M. Usher souligne que si le gouvernement a annoncé des investissements significatifs en recherche, une grande partie de ces fonds reste hypothétique, puisque 88 % de l’augmentation promise ne se concrétiserait qu’après les élections.

« Peut-être que ça arrivera, je ne l’exclus pas », nuance-t-il. Mais il réitère que tout dépendra du prochain gouvernement : le maintien des libéraux pourrait permettre le déblocage des fonds, tandis qu’une victoire conservatrice pourrait remettre ces engagements en question. Selon lui, cet enjeu symbolise bien l’héritage du Parti libéral dans le domaine universitaire : des idées novatrices, mais un manque de constance dans leur mise en œuvre.

Ce défaut de suivi ne concerne pas uniquement la recherche. En 2019, Ottawa avait annoncé un plan ambitieux pour encourager la formation continue grâce à des incitatifs fiscaux. Pourtant, « ils l’ont complètement oublié », souligne M. Usher. Aucune évaluation, aucun ajustement, aucune mention dans les budgets ultérieurs.

L’improvisation semble aussi avoir marqué la gestion du dossier des étudiantes et étudiants internationaux. Il reconnaît que les abus de certains établissements privés ont forcé le gouvernement à réagir. « A-t-il réagi intelligemment ? demande-t-il. Disons un B-. » Il critique notamment une approche précipitée et mal planifiée, où les décisions semblaient prises « en griffonnant des notes sur des serviettes de cocktail ». Selon lui, plus les universités exprimaient leur inquiétude, plus le gouvernement se convainquait d’être sur la bonne voie.

M. Spooner souligne pour sa part que le gouvernement Trudeau a apporté des améliorations notables pour les universités, en envoyant un message fort concernant l’importance de la science, de l’expertise et de l’érudition universitaire, des valeurs cruciales pour le développement de la société canadienne.
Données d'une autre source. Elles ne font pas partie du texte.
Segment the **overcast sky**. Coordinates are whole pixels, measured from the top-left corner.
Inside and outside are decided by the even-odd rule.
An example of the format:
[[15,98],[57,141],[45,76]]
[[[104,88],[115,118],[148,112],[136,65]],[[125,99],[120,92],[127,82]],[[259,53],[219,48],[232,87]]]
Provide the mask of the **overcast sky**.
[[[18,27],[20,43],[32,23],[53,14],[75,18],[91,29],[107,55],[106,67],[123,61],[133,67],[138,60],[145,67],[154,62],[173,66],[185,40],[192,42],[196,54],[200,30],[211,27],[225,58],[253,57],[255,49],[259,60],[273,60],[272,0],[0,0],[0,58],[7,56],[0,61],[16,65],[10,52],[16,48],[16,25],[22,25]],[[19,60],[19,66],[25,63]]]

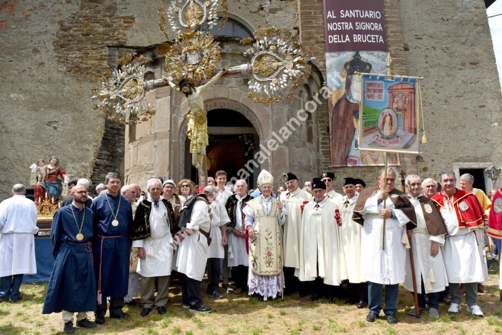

Il pointe cependant certains aspects de la gestion du gouvernement, notamment en ce qui concerne les étudiantes et étudiants internationaux, et estime que le Canada a présenté ces personnes non pas comme un atout, mais comme un problème : « En réduisant le financement dans ce domaine, le gouvernement a envoyé le message que ces jeunes esprits, porteurs de nouvelles idées et perspectives, n’étaient pas les bienvenus », déplore-t-il.

Une approche qui témoigne d’une réponse trop rapide et mal orientée face à des enjeux complexes, sans collaboration suffisante avec le secteur postsecondaire. Bien que des progrès aient été réalisés, la gestion de ces enjeux n’a pas toujours été à la hauteur des attentes, et l’absence de dialogue avec les établissements a réduit les impacts positifs possibles.

Le sociologue politique et professeur à l’Université McGill, Daniel Béland, souligne que l’évaluation du bilan de Justin Trudeau dépend largement de la période considérée. Selon lui, « si l’on regarde la période de 2015 à aujourd’hui, c’est une longue période, marquée par des décisions importantes, mais si l’on se concentre uniquement sur les années récentes, depuis 2021, la situation est différente ».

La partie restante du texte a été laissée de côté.